Island Health is actively recruiting and advertising for doctors

It's easy to blame Island Health for everything that goes wrong with the system in this region.

We should know, we do it often.

There are, however, some realities that should spare Island Health from the wrath of editorial writers and the general public alike.

Island Health has not created the worldwide shortage of physicians and other health-care professionals. And this is at the root of most so-called 'problems' with our system.

If you wait too long, perhaps hours, to be seen by a physician at the Urgent Care Centre in Parksville, it's not Island Health's fault. We have never heard of the health authority turning away qualified doctors for budgetary or other reasons. To the contrary, Island Health is actively advertising for and recruiting physicians.

How they treat these physicians when they do have them is another matter. Despite its taxpayer-funded nature, health care delivery and the relationships between the health authority and its doctors is a secretive world.

In fact, the relationship Island Health has with all of its employees and contractors is clouded in secrecy. For the most part, that's understandable — privacy is paramount, we get that. However, when things go awry, Island Health goes into serious CYA mode and people are scared to go on the record for fear of retribution from the big, bad health authority.

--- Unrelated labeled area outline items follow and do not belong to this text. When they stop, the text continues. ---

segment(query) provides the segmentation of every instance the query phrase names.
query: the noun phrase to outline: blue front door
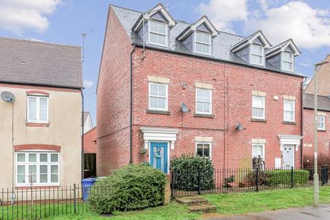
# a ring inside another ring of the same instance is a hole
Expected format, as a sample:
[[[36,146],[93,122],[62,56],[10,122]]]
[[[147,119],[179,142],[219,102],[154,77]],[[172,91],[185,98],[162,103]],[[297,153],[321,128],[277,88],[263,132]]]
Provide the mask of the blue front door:
[[[167,173],[168,144],[166,142],[150,143],[150,164],[155,168]]]

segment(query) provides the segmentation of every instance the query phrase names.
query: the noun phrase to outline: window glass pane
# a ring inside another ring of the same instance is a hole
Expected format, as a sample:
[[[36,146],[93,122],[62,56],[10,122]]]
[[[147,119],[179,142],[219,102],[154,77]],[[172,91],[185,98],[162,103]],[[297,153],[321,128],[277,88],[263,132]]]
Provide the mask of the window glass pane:
[[[158,89],[159,89],[159,96],[166,96],[166,86],[162,85],[158,85]]]
[[[29,153],[29,162],[36,162],[36,153]]]
[[[47,153],[41,153],[40,154],[40,162],[47,162],[48,161]]]
[[[158,23],[158,33],[164,34],[165,34],[165,24]]]
[[[157,108],[157,98],[150,97],[150,107],[151,108]]]
[[[58,162],[58,155],[56,153],[52,153],[50,155],[50,162]]]
[[[150,22],[150,30],[154,32],[157,32],[157,22]]]
[[[164,45],[165,45],[165,36],[158,35],[158,42],[157,43]]]
[[[25,162],[25,153],[17,153],[17,162]]]
[[[149,41],[154,43],[157,43],[157,34],[153,33],[150,33],[150,39]]]

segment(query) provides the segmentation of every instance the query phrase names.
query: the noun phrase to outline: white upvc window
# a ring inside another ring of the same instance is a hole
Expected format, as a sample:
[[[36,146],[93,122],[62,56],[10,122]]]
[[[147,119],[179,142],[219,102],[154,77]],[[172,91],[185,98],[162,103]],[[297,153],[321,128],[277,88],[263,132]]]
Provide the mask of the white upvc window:
[[[48,97],[28,96],[27,120],[32,122],[48,122]]]
[[[265,119],[265,97],[252,96],[252,118]]]
[[[196,53],[210,55],[211,53],[211,35],[208,33],[196,32],[195,38]]]
[[[160,46],[167,45],[167,24],[149,21],[149,43]]]
[[[263,66],[265,50],[263,46],[256,44],[251,45],[251,63]]]
[[[282,69],[294,72],[294,54],[288,52],[282,53]]]
[[[212,90],[196,89],[196,113],[212,115]]]
[[[168,85],[149,82],[149,109],[168,110]]]
[[[202,157],[212,159],[212,143],[196,142],[196,154]]]
[[[318,116],[318,129],[325,130],[325,116]]]
[[[296,111],[296,102],[294,100],[284,100],[284,121],[294,122],[295,121],[295,111]]]
[[[16,186],[58,186],[59,153],[21,151],[15,153]]]
[[[265,144],[252,144],[252,158],[259,156],[265,159]]]

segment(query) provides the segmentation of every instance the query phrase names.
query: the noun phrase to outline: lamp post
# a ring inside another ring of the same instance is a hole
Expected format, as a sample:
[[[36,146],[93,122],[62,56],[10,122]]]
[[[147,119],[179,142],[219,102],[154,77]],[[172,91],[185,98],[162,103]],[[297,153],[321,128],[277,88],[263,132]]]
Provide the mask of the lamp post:
[[[318,206],[318,67],[329,63],[321,61],[314,64],[314,207]]]

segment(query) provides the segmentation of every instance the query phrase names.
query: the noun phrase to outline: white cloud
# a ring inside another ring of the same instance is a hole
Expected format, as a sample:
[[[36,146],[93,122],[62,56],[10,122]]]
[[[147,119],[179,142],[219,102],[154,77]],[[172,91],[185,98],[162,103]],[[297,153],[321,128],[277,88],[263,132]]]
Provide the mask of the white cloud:
[[[84,80],[82,81],[82,85],[84,86],[84,87],[85,88],[89,88],[89,87],[91,87],[93,86],[93,85],[94,85],[94,82],[93,81],[89,81],[89,80]]]
[[[261,30],[273,44],[292,38],[300,48],[330,46],[329,11],[312,8],[302,1],[272,8],[265,1],[260,3],[265,16],[252,16],[246,20],[245,33]]]
[[[49,21],[46,14],[56,10],[62,0],[0,0],[0,29],[21,34],[31,30],[42,32]]]
[[[231,22],[247,18],[247,0],[210,0],[199,4],[197,11],[208,16],[218,30],[233,32]]]

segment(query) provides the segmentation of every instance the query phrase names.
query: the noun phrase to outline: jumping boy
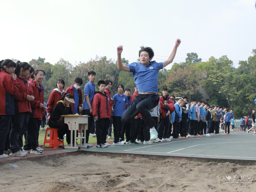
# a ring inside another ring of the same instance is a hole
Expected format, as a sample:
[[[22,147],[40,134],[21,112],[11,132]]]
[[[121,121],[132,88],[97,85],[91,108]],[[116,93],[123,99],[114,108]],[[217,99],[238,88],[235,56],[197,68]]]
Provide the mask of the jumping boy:
[[[140,62],[124,65],[122,63],[121,57],[123,46],[120,45],[117,48],[118,69],[133,73],[139,93],[131,104],[123,113],[122,122],[123,123],[127,124],[140,113],[146,126],[150,128],[151,140],[155,140],[158,137],[155,128],[155,122],[149,110],[155,108],[159,102],[159,96],[155,94],[158,91],[158,72],[159,70],[172,62],[180,42],[180,39],[176,40],[174,47],[168,59],[161,63],[151,61],[154,56],[153,50],[150,47],[142,46],[139,51]]]
[[[106,82],[103,80],[98,82],[99,91],[95,92],[92,103],[92,115],[96,120],[97,147],[107,147],[110,145],[106,140],[106,133],[108,128],[111,114],[109,110],[108,97],[104,91]]]

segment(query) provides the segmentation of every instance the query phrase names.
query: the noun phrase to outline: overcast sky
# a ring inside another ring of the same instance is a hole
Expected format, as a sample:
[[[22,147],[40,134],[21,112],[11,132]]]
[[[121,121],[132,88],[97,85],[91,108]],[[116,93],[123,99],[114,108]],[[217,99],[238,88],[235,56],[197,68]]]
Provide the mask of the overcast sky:
[[[0,59],[28,62],[38,57],[74,64],[96,55],[135,61],[140,46],[154,59],[174,62],[197,53],[203,61],[226,55],[237,67],[256,49],[255,0],[1,1]],[[205,60],[204,60],[205,59]],[[172,64],[167,67],[170,68]]]

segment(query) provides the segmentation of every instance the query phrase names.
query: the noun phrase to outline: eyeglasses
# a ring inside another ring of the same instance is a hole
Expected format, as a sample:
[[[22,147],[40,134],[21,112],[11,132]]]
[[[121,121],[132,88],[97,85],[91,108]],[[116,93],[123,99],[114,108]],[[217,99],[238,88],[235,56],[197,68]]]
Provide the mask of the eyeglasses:
[[[44,78],[44,79],[45,78],[45,76],[44,75],[41,75],[41,74],[40,74],[40,75],[38,75],[40,77],[43,77]]]

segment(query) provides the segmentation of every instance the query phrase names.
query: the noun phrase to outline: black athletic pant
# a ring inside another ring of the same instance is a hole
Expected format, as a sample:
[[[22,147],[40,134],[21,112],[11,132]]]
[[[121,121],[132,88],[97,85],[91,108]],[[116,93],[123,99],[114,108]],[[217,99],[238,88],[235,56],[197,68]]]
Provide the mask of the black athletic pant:
[[[130,135],[131,132],[131,123],[127,124],[123,124],[122,127],[121,134],[120,137],[120,141],[124,140],[124,134],[125,134],[125,138],[126,142],[130,140]]]
[[[114,142],[115,143],[120,142],[120,137],[122,133],[123,123],[121,121],[121,117],[112,116],[113,127],[114,128]]]
[[[138,118],[137,119],[135,119],[133,118],[132,120],[132,121],[131,122],[130,141],[131,142],[135,143],[135,140],[137,138],[137,136],[139,134],[140,127],[141,118]]]
[[[21,138],[22,139],[24,132],[27,129],[29,119],[29,112],[18,113],[11,116],[11,126],[9,139],[11,150],[12,153],[22,150],[21,147],[23,145],[23,140],[21,145],[20,139]]]
[[[177,139],[179,137],[179,131],[180,122],[175,121],[173,123],[173,139]],[[181,134],[180,135],[181,135]]]
[[[170,125],[170,122],[168,120],[168,117],[167,117],[164,119],[160,119],[157,130],[158,134],[158,137],[159,139],[162,139],[162,138],[165,139],[168,138],[167,137],[169,135],[169,127]]]
[[[96,135],[97,144],[104,144],[106,141],[106,133],[109,125],[109,119],[104,118],[98,119],[96,121]]]
[[[88,143],[88,142],[89,141],[89,136],[90,135],[90,130],[92,129],[92,125],[93,123],[92,120],[92,114],[90,113],[89,109],[85,109],[83,111],[83,115],[88,115],[89,116],[89,117],[88,118],[88,129],[85,132],[85,142],[86,143]],[[93,122],[94,123],[94,122]],[[93,127],[94,128],[94,126]],[[94,128],[93,128],[94,129]],[[94,133],[94,132],[93,132]],[[81,133],[82,134],[82,133]],[[84,133],[83,134],[84,134]],[[97,134],[96,134],[97,135]],[[84,142],[84,140],[83,139],[82,140],[82,143],[83,143]]]
[[[7,133],[11,124],[11,116],[0,115],[0,155],[4,154]]]
[[[156,128],[155,121],[151,117],[149,110],[154,109],[158,105],[159,98],[159,95],[155,93],[139,94],[136,95],[133,102],[123,113],[121,119],[122,122],[124,124],[128,123],[140,113],[147,127],[150,129],[154,126]],[[134,128],[131,127],[131,129]]]
[[[188,133],[188,121],[186,119],[182,120],[180,122],[180,130],[182,129],[180,131],[180,136],[186,137]]]
[[[230,126],[230,122],[225,122],[225,133],[227,133],[227,133],[229,133],[229,127]]]
[[[24,150],[35,150],[38,147],[38,135],[41,124],[41,120],[37,118],[30,117],[28,121]]]
[[[66,134],[66,140],[68,144],[71,143],[71,131],[68,129],[68,125],[64,122],[49,122],[49,126],[52,128],[58,128],[58,136],[63,139],[63,136]],[[73,144],[75,143],[75,131],[73,131]]]

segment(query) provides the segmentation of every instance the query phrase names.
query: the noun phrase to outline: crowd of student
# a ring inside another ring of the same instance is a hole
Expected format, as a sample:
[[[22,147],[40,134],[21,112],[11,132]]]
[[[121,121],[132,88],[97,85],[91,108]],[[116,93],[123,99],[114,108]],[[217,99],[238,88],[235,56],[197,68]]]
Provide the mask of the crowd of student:
[[[59,128],[58,139],[63,141],[66,135],[70,146],[74,143],[70,143],[70,131],[61,116],[68,114],[89,116],[90,131],[86,131],[85,141],[83,140],[80,144],[90,147],[93,146],[89,143],[89,135],[94,134],[95,132],[98,147],[110,146],[107,139],[113,139],[114,145],[121,146],[128,143],[151,144],[173,139],[218,134],[222,121],[224,122],[225,134],[230,134],[229,128],[233,118],[233,109],[228,112],[226,108],[215,106],[213,109],[200,100],[188,102],[186,97],[183,99],[178,98],[176,102],[175,97],[169,96],[166,87],[162,89],[158,104],[150,110],[154,121],[152,123],[157,128],[157,130],[151,130],[146,125],[148,120],[143,119],[139,113],[133,116],[130,122],[122,123],[123,121],[121,118],[124,112],[134,99],[139,98],[136,97],[139,92],[135,86],[134,93],[131,96],[130,89],[125,89],[123,85],[118,84],[117,93],[112,98],[110,94],[112,82],[99,81],[98,91],[96,92],[94,83],[96,74],[92,71],[88,74],[89,81],[85,86],[83,104],[80,88],[83,81],[77,77],[73,84],[65,91],[64,80],[57,80],[56,88],[51,92],[46,105],[42,83],[45,76],[43,70],[35,70],[27,62],[18,61],[15,63],[10,59],[0,62],[0,158],[8,157],[6,154],[10,148],[10,156],[22,157],[28,152],[43,154],[43,149],[39,146],[38,137],[42,118],[46,114],[49,126]],[[141,106],[137,105],[137,107]],[[252,119],[252,123],[255,123],[255,115]],[[92,126],[94,120],[95,130]],[[112,124],[114,137],[111,135]],[[254,133],[255,128],[254,128]],[[23,146],[23,135],[25,142]],[[74,134],[73,136],[74,136]]]

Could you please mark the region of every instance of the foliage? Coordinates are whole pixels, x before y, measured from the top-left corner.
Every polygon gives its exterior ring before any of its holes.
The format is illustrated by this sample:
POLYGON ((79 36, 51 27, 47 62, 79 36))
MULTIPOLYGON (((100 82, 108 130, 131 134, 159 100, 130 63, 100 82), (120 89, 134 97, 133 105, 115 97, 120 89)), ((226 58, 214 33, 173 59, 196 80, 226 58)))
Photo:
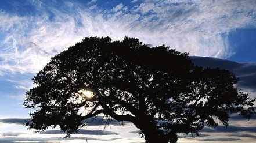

That is simply not a healthy way to operate a publicly-funded entity. To avoid repeating scary, unsafe incidents, there's a need for disclosure and yes, a need for Island Health to admit it has stumbled and is taking steps to avoid a similar stumble in the future.

All that aside, wait times at urgent care are a concern, have been since the new facility opened in September of 2013. Having physicians do this work off the side of their desks in addition to their own busy practices is not a prime way to operate an urgent care centre. In a perfect world, the Urgent Care Centre here would have four or five physicians dedicated solely to that facility. It is not a perfect world.

Consider where we live. Half a million gets you a fantastic house in an oceanside community that rarely sees snow or cold. Great golf courses. A talented and active arts community. If recruiting is difficult here, one can only imagine how difficult it is in less desirable locales.